My immediate and somewhat contradictory surroundings are the grounds of Explora’s Hotel de Larache, just outside the oasis village of San Pedro de Atacama. It is the first time I have seen any of this in daylight, after landing at Calama airport, two hours to the south, the previous evening. The Hotel de Larache offers a luxurious base for a range of pursuits – hiking, riding, cycling – but I am here to take up one of Explora’s more daunting challenges: the Travesía, a week-long journey right across the Andes into Argentina. In the meantime, my stay here has just one purpose. I’m acclimatising.
San Pedro is 2,400m above sea level, an elevation sufficient to produce the first symptoms of altitude sickness (locally they call it ‘la puna’, which translates roughly as ‘the heights’) in those who are prone to it. Our itinerary will eventually take us much higher, so it is necessary to adjust to the marked lack of oxygen in the air. I had foolishly assumed that I would do my acclimatising while lying by one of the four swimming pools, testing the strength of various cocktails at altitude.
‘For us, the luxury is on the outside,’ says our guide Romina, as she outlines our programme for the next day.
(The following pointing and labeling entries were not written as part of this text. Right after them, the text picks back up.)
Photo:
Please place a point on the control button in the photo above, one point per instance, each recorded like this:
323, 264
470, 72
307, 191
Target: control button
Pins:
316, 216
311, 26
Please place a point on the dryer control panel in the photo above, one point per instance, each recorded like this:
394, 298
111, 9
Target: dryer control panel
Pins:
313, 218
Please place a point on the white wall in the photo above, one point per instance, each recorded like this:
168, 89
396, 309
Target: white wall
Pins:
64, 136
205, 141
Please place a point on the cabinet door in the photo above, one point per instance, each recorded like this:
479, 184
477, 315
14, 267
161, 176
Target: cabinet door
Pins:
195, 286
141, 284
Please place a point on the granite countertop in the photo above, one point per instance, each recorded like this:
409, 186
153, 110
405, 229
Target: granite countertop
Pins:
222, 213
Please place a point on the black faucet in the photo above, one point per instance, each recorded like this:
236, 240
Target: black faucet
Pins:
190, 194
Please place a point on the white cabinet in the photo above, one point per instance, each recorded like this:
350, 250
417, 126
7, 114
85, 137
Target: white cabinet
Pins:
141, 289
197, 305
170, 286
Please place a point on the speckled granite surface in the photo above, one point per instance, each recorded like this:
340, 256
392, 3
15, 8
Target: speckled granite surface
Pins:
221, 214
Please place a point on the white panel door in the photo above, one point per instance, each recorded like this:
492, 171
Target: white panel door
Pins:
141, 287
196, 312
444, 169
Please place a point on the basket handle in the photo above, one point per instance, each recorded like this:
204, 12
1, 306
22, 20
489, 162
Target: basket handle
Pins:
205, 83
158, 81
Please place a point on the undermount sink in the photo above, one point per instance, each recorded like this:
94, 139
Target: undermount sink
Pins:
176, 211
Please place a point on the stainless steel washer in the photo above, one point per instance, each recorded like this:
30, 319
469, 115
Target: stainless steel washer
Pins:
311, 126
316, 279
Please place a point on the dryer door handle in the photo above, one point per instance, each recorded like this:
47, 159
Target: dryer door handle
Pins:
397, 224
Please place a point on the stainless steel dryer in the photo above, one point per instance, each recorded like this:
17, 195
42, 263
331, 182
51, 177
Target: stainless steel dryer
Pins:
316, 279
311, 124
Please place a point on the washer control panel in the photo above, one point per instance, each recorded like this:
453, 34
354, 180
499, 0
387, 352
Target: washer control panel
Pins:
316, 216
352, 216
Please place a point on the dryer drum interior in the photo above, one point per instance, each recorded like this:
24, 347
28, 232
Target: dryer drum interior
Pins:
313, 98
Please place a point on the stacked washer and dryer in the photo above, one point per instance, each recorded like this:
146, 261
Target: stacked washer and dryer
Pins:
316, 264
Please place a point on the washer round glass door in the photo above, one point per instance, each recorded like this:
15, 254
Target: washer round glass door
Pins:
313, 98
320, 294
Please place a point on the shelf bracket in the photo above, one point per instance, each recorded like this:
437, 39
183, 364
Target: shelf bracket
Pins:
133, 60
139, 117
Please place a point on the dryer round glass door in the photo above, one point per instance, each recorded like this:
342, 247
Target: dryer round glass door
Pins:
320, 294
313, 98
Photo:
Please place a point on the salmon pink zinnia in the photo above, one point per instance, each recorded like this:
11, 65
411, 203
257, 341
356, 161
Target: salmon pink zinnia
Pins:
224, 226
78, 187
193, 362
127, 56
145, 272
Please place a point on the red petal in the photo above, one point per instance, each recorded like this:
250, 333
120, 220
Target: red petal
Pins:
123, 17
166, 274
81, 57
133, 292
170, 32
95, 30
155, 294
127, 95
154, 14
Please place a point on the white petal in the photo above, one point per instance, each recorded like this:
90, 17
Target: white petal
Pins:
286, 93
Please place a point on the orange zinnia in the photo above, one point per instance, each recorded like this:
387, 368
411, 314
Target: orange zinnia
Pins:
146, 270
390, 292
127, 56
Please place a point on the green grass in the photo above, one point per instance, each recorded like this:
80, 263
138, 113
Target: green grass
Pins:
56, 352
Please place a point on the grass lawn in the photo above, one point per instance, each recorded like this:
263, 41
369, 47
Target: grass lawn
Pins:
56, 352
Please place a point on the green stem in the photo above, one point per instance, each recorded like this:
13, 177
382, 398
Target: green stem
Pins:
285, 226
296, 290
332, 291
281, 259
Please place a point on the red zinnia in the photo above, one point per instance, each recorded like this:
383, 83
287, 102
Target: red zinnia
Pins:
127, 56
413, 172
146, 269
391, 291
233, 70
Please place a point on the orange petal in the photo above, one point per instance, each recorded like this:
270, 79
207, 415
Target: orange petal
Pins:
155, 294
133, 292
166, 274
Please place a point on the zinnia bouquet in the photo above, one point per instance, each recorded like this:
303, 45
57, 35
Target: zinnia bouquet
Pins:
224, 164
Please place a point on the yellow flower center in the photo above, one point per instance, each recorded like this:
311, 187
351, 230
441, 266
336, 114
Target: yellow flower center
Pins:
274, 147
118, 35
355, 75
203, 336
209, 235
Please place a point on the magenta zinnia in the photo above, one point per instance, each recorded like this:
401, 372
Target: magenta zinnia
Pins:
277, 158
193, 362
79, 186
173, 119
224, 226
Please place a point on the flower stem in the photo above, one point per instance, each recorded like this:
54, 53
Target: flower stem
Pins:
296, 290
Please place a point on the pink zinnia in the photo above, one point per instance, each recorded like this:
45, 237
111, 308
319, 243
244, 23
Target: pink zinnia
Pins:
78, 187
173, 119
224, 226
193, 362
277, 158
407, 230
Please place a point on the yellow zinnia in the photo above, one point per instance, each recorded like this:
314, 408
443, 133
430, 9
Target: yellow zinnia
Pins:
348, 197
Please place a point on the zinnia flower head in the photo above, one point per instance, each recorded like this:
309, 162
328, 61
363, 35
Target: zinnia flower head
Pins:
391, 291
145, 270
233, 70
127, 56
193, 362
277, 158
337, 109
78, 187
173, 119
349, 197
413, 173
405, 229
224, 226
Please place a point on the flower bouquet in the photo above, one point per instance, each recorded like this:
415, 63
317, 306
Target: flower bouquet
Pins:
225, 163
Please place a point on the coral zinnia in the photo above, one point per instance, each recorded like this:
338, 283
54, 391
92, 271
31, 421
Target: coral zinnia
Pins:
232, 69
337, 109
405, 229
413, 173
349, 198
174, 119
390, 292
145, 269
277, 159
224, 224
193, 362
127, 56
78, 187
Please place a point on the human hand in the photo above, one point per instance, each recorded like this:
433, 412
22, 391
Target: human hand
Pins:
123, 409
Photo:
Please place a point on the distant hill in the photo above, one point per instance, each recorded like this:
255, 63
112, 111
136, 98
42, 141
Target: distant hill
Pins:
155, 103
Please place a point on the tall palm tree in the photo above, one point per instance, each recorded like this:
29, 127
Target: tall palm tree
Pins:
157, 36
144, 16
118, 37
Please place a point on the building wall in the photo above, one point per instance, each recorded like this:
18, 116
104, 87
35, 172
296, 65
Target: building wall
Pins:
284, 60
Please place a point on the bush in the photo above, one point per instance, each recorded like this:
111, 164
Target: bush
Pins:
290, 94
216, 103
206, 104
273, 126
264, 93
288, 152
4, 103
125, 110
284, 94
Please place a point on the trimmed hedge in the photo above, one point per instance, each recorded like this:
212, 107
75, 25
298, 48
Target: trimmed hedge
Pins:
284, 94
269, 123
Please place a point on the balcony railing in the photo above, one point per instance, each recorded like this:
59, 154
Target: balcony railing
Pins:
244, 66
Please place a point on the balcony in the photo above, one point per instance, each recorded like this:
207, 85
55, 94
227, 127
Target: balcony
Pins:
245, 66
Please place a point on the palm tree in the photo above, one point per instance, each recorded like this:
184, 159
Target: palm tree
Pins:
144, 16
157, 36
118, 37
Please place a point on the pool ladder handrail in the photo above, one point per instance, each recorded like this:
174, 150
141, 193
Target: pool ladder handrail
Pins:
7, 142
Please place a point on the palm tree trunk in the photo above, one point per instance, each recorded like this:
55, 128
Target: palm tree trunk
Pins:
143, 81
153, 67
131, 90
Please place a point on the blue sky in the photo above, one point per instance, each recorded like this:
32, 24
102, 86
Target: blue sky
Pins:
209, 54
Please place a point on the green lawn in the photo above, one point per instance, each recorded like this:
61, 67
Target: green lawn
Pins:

We begin with a gentle bicycle ride into town. San Pedro de Atacama is dominated by two buildings, a 16th-century church and a museum dedicated to the rich archaeological history of the area. It is strange to think that this uninviting desert, where one might travel for days before seeing a river, only to find its waters too salty to drink, has been inhabited for 12,000 years, its outposts tied together by a network of trade routes first laid out by the Incas.
From San Pedro we ride along rutted roads and river beds, through farmland irrigated by a system of canals, to Pukara de Quitor, the ruins of a hill fortress to which the locals retreated during a particularly dark period in their history. Climbing the winding path to the top, one begins to notice the dearth of oxygen, which produces a fluttering sensation in the chest akin to anticipation, if not fear.
The afternoon excursion takes us, by design, that little bit higher, trekking across the Valle de la Luna (the Valley of the Moon), a haunting, sterile landscape sculpted of salt, clay and gypsum, its every dip and gouge brimming with sand. In some places, the salt leaches out of the rock to form what looks like a dusting of snow; in others it stands in dark crystalline peaks, a testament to how little moisture this valley receives. The contrasting light sand is a geological import, blown here from the Domeyko mountain range to the west. At sunset the whole scene is bathed in a purplish glow, and our shadows stretch right across the flat valley floor. As the sun winks out, the air turns instantly cold. The only sound is the whistling of the wind in the dark.